Molti familiari hanno invitato la comunità internazionale ad agire sulla base delle raccomandazioni del rapporto delle Nazioni Unite e ad aumentare la pressione sulla Cina affinché liberi tutte le persone ancora detenute arbitrariamente nella regione uigura. Nefise Oğuz, il cui zio Alim è ancora in carcere, ha dichiarato: “Ogni giorno di ritardo è un altro giorno di sofferenza per persone innocenti... Voglio azioni concrete e reali da parte della comunità internazionale, non solo parole”.

Medine Nazimi, la cui sorella Mevlüde è ancora privata della libertà, ha raccontato la sua frustrazione per la mancanza di progressi negli ultimi tre anni. Ha detto ad Amnesty International: "La comunità internazionale, compresi i governi, la società civile e i cittadini comuni, deve smettere di trattare i crimini della Cina come una questione interna. Quello che sta succedendo agli uiguri non è una questione interna, è una crisi dei diritti umani e un crimine contro l'umanità."

"Il nostro obiettivo è che le persone che soffrono nei campi di internamento e nelle prigioni cinesi, quelle che vengono torturate e private della loro libertà, possano vedere la luce del giorno, ricongiungersi con le loro famiglie e fuggire da quelle quattro mura il prima possibile".

Raccomandazioni

Amnesty International chiede all'Alto Commissario di fornire un aggiornamento pubblico sul rapporto e sollecita ancora una volta gli Stati membri delle Nazioni Unite a condannare le gravi violazioni dei diritti umani commesse dalla Cina nella regione uigura e a ribadire l'importanza fondamentale di istituire un meccanismo investigativo internazionale indipendente per garantire che i responsabili siano chiamati a rispondere delle loro azioni.
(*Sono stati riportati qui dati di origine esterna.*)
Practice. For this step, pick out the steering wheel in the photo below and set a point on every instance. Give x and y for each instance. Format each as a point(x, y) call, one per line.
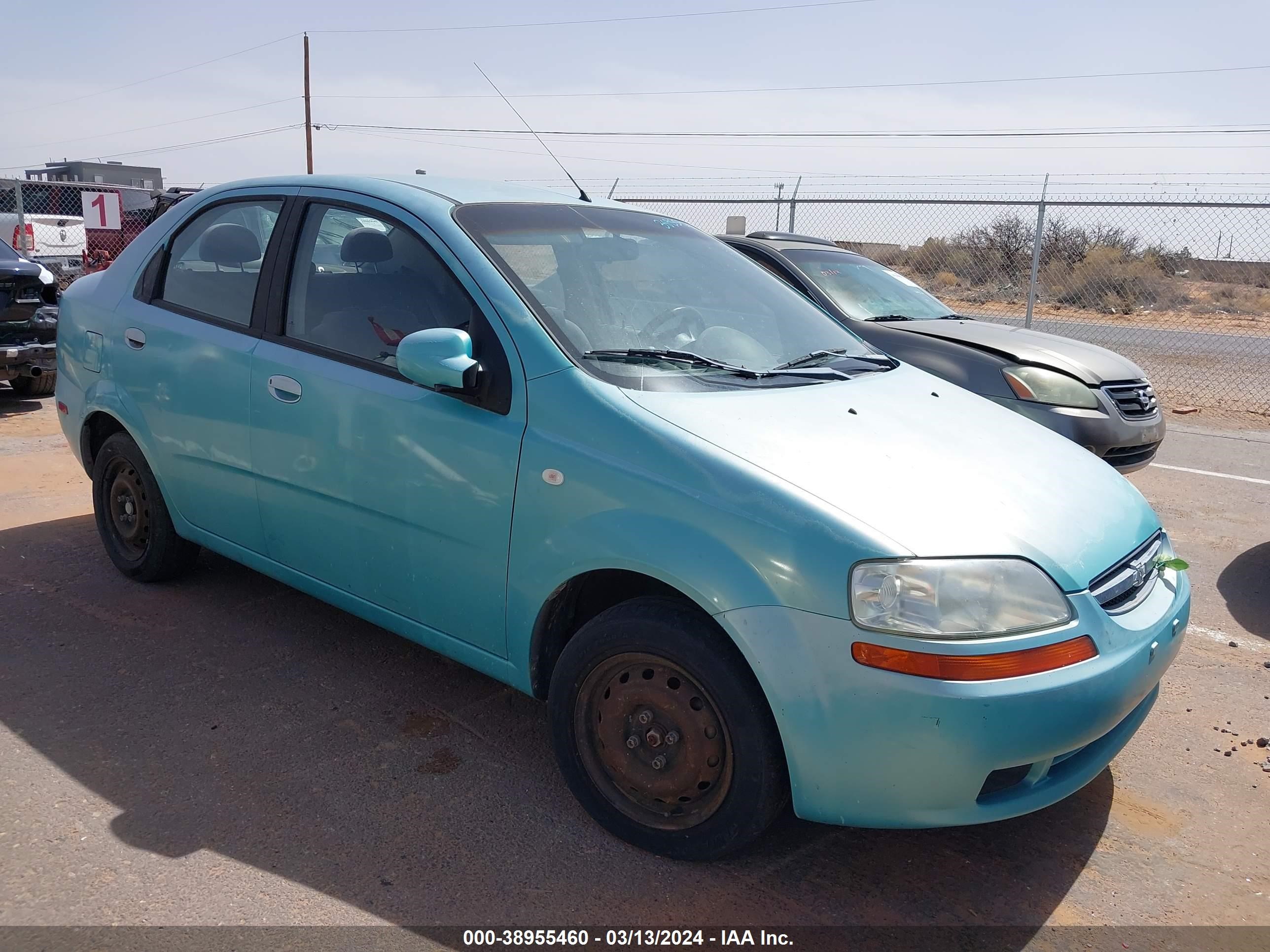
point(675, 322)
Gli Stati membri devono inoltre sostenere un accesso effettivo alla giustizia e ai mezzi di ricorso, compreso il risarcimento delle vittime e dei sopravvissuti, in particolare quelli che si trovano nella loro giurisdizione, e adottare misure adeguate volte a   prevenire ulteriori violazioni.

Nota : *I nomi sono stati modificati.